While I am convinced that ITF Taekwon-Do is not a 100% hard style any more, I am also convinced that its far from being a 100% soft style. The transition is still in progress and I doubt a full conversion from complete hard style to complete soft style will ever occur. Rather, I believe that ITF Taekwon-Do is attempting a balance somewhere between hard and soft style principles.

For this reason, what we see is actually a big number of techniques that are performed as impact techniques and a big number that are momentum techniques, to use Glen Levy's description. A reverse turning kick, for instance, is a momentum kick, while a normal turning kick is an impact kick.

What I'm finding personally exciting is trying to figure out which techniques function better with impact, and which better with momentum.It may even be possible that one technique could function best as either an impact technique or a momentum technique depending on the circumstances.

2 comments:

Stuart said...

Glen's interpretation of the physics involved is badly flawed.
Energy is a measure of work capability, it is not a magic cloud.
Impact is instantaneous, relaxing immediately after the strike may have many benefits, but trapping the impact energy in the target is not one of them. There is only ever speed and weight, and every type of strike from a pushing teep to a fajin punch is a balance/compromise between the two.
Everything that happens after impact is exactly that: something that happens after impact. This "bouncing energy" thinking is a very common error in martial arts physics (both Teri Tom, who wrote an excellent book on the straight lead, and Dan Djurdjevic have been guilty).
Times arrow flies in only one direction, you can't suck impact back out of a collision by being stiff, you can't add impact by removing your hand from the target more quickly (another related idea I have come across once or twice).

Everything reduces beautifully to speed/weight (weight also being a function of structure) on impact, and keeping to these parameters has been an enormous help to me in my understanding.

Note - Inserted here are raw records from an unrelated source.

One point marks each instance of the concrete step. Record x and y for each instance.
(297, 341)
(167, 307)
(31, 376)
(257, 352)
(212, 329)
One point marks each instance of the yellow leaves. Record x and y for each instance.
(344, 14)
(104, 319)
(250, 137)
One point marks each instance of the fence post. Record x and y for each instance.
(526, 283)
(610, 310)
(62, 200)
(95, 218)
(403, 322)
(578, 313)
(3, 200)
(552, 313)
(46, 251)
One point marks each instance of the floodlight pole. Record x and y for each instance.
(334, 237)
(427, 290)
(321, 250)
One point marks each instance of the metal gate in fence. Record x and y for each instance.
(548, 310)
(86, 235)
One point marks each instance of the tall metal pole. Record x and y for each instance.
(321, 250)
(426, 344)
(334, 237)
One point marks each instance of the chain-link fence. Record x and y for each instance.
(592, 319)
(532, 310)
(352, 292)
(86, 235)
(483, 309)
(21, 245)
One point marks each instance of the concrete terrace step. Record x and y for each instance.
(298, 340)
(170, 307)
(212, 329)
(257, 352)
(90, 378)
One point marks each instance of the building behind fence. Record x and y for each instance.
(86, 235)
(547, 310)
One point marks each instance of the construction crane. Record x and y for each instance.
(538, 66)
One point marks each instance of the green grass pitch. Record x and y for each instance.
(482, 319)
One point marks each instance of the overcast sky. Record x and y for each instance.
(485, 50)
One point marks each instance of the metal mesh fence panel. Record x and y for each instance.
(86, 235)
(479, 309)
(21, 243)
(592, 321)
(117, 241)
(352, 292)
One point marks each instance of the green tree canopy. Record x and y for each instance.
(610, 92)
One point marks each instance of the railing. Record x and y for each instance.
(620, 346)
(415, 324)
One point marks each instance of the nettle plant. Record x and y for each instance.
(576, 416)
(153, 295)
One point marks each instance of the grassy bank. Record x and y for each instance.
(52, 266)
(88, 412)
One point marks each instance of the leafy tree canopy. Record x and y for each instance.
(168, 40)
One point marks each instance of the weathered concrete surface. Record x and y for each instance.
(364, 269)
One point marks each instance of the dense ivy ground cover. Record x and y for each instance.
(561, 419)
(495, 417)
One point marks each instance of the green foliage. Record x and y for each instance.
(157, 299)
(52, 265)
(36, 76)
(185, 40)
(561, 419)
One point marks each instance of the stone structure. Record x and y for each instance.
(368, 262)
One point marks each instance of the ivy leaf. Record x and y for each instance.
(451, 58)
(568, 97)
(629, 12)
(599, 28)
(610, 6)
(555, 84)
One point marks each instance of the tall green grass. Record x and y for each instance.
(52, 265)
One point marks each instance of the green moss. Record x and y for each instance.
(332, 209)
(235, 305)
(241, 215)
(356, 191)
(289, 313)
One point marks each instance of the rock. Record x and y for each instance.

So then the true value of what Glen is describing has to be an aspect of either weight/structure, or speed, or both.
To me it seems fairly obvious that the "sneezing" aspect is employing sudden muscular contraction across the whole body in a very cohesive fashion, so speed is gained, and of course his structure delivers the weight.
The sudden relaxation has many obvious benefits; from a relaxed position you can strike again immediately , a relaxed arm wont pivot the body if a punch is deflected, you wont be unbalanced by subsequent pushing after the the collision, and not least of all - you are not wasting energy after the job is done.

SooShimKwan said...

Hi Stuart,

Thanks for this. Yes, I'm also quite happy with F=M.a

That has always been for me one of the great attractions to ITF TKD. Even though the ITF Encyclopaedia does make reference to such Oriental concepts like Ki, it is not foundational to the style -- it all comes down to simple Newtonian physics.